A declaração em que o senador Ciro Nogueira (PP-PI) atribui o avanço de negociações sobre a anistia de envolvidos na trama golpista a uma avaliação do presidente do STF (Supremo Tribunal Federal), Luís Roberto Barroso, provocou a irritação de ministros da corte com o colega.

Barroso contrariou integrantes do tribunal ao afirmar que, após o julgamento e a eventual condenação dos réus, a anistia seria uma decisão política. Embora o ministro negue essa intenção, a fala foi interpretada por bolsonaristas como uma aval à deflagração de uma articulação no Congresso para concessão de indulto ao ex-presidente Jair Bolsonaro (PL).

Em entrevista à Folha, Ciro Nogueira, que é presidente do PP e foi ministro de Bolsonaro, afirmou que a declaração de Barroso criou o ambiente propício para o debate no Congresso.
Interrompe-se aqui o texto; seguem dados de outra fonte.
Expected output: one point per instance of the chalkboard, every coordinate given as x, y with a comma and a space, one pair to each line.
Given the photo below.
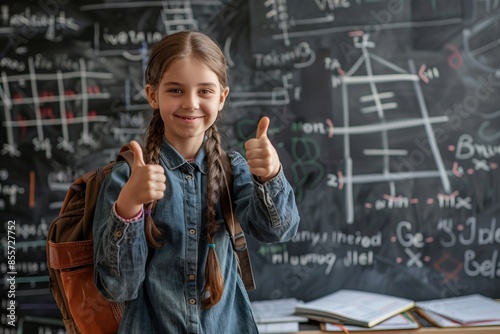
386, 116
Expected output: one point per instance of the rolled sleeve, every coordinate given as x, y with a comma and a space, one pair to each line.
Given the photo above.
120, 248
Contrário à tese de Barroso, um ministro do STF fez duras críticas, sob reserva, à declaração do presidente do tribunal. Esse magistrado aponta que o regime democrático é uma cláusula pétrea da Constituição, sendo absurdo considerar perdoável um ataque à democracia.

O mesmo ministro classificou como uma barbaridade a avaliação de Barroso, por entender que o caso não estaria suscetível à anistia —nem antes nem depois do julgamento.

Uma ala do STF considerou a declaração como um desrespeito à maioria do tribunal, que seria contrária à anistia. Barroso teria dado uma justificativa para a articulação bolsonarista no Congresso sem consultar a corte.

Um magistrado acrescenta que, do ponto de vista jurídico, não haveria nem mesmo impedimento à anistia antes da decisão da corte, como afirmou Barroso.

Outro ministro, também contrário à anistia, avalia que a visão expressada por Barroso é minoritária no plenário. Esse magistrado calcula que apenas três ou quatro dos 11 integrantes do STF pensam dessa maneira, o que incluiria o próprio presidente do tribunal.

Nas palavras desse ministro, há “chance zero” de o tribunal avalizar uma anistia ampla, mesmo que tenha apoio em massa no Congresso Nacional.

Segundo a colunista Mônica Bergamo, o STF, em sua composição atual, já tem maioria para barrar a anistia que o governador de São Paulo, Tarcísio de Freitas, articula com o centrão para beneficiar Jair Bolsonaro e livrá-lo da prisão.

Esse magistrado interpreta as declarações de Barroso como uma tentativa de fazer um gesto político num momento considerado delicado, diante das ameaças constantes de sanções do governo dos EUA a integrantes do Supremo.

Ministros lembram que Barroso deu um dos oito votos no STF que invalidaram o indulto concedido por Bolsonaro ao então deputado Daniel Silveira. Em 2022, ele foi condenado pelo STF por incitação à abolição violenta do Estado democrático de Direito e coação no curso do processo.

Então presidente, Bolsonaro concedeu o indulto ao parlamentar, mas a medida foi derrubada pela corte. Na ocasião, Barroso acompanhou a tese de que o ato do presidente havia sido marcado por desvio de finalidade e apontou que o Supremo tinha a prerrogativa de avaliar os atos do Executivo.

“Num Estado democrático de Direito, constitucional, quem diz o sentido e o alcance da Constituição e das leis é o Supremo”, afirmou.

Como registrou Mônica Bergamo, outro ministro que votou pela derrubada do indulto foi Luiz Fux, que tem dado sinais de alinhamento a teses da defesa dos réus dos ataques de 8 de Janeiro e da trama golpista. Naquele julgamento, Fux afirmou que não caberia perdão do Congresso no caso de crimes contra a democracia.

“Entendo que crime contra o Estado democrático de Direito é um crime político e impassível de anistia, porquanto o Estado democrático de Direito é uma cláusula pétrea que nem mesmo o Congresso Nacional, através de uma emenda, pode suprimi-la”, disse o ministro.

Apesar das projeções de ministros de que não haveria chance de aprovação da anistia pela corte, outra ala do tribunal é adepta à tese. O ministro Kassio Nunes Marques é apontado como um dos apoiadores.

Como ele assumirá a presidência do TSE (Tribunal Superior Eleitoral) em 2026, parlamentares bolsonaristas alimentam a expectativa de que a inelegibilidade de Bolsonaro seja derrubada pelo tribunal durante sua gestão, caso a hipótese seja aprovada pelo Congresso Nacional no bojo da votação de uma anistia para os condenados pela trama golpista.

Procurado para comentar a declaração de Ciro Nogueira, Barroso não se manifestou.